The coalition Government has announced that it is seeking permission to appeal in the Supreme Court the Judicial Review ruling that it acted unlawfully in trying to make retrospective changes to the feed-in tariffs (FIT) for solar photovoltaics. According to HomeSun, the UK’s leading free-solar company, the decision means “a scandalous waste of taxpayers’ money”.
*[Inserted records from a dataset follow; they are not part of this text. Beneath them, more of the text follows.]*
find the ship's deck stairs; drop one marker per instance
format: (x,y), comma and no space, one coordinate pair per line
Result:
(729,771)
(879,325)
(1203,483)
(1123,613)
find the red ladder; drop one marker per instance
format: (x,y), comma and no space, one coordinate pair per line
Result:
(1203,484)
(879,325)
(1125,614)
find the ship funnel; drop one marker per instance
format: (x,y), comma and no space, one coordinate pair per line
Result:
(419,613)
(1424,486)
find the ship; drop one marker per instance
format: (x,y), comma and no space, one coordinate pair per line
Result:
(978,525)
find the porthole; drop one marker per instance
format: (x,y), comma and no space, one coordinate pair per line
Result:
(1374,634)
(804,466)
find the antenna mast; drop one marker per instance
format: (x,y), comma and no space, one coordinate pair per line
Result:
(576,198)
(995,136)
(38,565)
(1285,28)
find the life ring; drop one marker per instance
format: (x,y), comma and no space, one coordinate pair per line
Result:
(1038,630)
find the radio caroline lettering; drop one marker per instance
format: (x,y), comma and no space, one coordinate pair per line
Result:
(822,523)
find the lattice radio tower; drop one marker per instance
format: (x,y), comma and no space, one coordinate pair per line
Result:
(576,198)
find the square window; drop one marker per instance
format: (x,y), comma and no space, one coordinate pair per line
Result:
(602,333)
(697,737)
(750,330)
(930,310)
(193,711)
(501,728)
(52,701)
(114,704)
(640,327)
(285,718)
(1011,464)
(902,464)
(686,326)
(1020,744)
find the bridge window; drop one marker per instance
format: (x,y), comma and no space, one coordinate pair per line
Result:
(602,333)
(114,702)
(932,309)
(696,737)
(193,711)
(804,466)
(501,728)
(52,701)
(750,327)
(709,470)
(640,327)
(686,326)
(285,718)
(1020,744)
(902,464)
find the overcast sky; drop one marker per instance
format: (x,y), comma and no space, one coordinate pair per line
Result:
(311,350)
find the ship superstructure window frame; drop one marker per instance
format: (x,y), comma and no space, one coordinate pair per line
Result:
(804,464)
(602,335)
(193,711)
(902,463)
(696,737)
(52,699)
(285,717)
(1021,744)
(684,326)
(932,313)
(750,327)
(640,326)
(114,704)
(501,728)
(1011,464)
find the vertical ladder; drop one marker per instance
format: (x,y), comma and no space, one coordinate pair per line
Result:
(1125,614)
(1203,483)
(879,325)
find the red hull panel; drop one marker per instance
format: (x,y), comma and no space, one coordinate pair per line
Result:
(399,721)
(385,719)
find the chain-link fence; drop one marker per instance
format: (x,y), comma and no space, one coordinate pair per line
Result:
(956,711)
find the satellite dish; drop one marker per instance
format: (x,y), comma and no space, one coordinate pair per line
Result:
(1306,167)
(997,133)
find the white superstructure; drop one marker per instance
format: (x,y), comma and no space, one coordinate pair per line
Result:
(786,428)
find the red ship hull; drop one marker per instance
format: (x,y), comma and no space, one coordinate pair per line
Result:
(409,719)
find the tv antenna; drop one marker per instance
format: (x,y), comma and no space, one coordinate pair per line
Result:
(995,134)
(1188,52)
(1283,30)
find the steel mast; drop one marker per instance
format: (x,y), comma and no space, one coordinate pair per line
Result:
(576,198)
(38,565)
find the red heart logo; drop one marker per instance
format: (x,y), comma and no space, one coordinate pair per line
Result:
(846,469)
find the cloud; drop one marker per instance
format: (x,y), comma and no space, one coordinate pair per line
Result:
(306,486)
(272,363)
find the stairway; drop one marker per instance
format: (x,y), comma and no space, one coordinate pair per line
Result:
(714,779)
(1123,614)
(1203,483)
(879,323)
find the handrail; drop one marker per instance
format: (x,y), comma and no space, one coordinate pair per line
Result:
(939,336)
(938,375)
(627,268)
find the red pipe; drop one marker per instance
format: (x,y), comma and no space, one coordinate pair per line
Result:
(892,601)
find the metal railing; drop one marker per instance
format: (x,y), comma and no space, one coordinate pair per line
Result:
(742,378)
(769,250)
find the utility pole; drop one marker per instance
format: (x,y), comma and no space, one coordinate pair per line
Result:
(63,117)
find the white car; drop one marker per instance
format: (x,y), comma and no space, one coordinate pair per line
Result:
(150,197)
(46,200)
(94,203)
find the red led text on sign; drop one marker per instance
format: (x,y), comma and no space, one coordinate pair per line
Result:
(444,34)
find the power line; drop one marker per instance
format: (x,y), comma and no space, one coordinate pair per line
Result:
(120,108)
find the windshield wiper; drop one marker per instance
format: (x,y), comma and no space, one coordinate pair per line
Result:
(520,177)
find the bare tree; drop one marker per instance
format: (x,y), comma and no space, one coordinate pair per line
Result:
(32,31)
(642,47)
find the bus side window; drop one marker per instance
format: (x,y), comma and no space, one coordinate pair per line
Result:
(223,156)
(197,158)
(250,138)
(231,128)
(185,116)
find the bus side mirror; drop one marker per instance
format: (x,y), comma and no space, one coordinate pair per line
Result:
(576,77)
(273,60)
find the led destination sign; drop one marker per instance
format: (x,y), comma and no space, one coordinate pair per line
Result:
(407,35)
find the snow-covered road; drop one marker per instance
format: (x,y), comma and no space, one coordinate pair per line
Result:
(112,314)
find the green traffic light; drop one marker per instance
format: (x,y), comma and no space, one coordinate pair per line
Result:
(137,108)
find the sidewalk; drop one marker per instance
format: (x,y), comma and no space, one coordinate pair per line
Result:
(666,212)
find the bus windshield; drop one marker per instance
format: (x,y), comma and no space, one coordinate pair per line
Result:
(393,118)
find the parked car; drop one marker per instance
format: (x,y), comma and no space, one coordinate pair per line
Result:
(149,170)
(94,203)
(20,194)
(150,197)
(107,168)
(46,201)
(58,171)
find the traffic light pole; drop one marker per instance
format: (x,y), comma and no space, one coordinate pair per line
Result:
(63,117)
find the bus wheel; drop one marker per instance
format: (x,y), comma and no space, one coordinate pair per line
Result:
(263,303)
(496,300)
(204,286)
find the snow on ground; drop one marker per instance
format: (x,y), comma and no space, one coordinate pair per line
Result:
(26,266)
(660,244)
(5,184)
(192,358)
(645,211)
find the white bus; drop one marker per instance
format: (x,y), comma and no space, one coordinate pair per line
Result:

“We are hugely disappointed that Ed Davey is choosing to pursue an expensive lost cause rather than working with the industry to build a successful future for solar,” says Daniel Green, CEO of HomeSun. “Four Judges, one at Judicial Review and three in The Court of Appeal, ruled that the Government had acted unlawfully in setting a retrospective ‘reference’ date for the FITs cut. We wonder why Ed Davey wants to be a loser. He wasn’t the orchestrator of the feed-in tariff fiasco so why does he want it on his CV?”
If the Department for Energy and Climate Change (DECC) loses again, in addition to DECC’s cost of these legal challenges, there will also be significant six figure costs to be paid to the other parties by the public.
“There is no need to appeal to the Supreme Court. DECC has already achieved its objective of a solar-slowdown. Figures out on the DECC website show that there has been a 90 per cent reduction in solar PV installations and capacity over the last nine weeks compared to the nine weeks prior to 12tDecember 2011,” added Green. “This has now become just a face-saving exercise for DECC paid for by the taxpayer.”
HomeSun has also refuted Greg Barker’s claims that DECC was forced to seek permission to appeal the unlawful FIT review ruling in the Supreme Court so that energy bill payers could be protected from an additional £1.5 billion in costs.
“Greg Barker’s claim that installations completed between the 12 December 2011 and 3 March 2012 would cost £1.5billion if the FIT was at 43.3p is completely unfounded. Our own analysis based on the lasted figures posted on DECC’s website today show that the burden on domestic energy bill payers is going to be only around 50p per household per year. This is a small price to pay for a successful solar industry that was employing over 25,000 people and generating revenues in excess of £270m per year from tax and VAT to the Treasury,” said Green.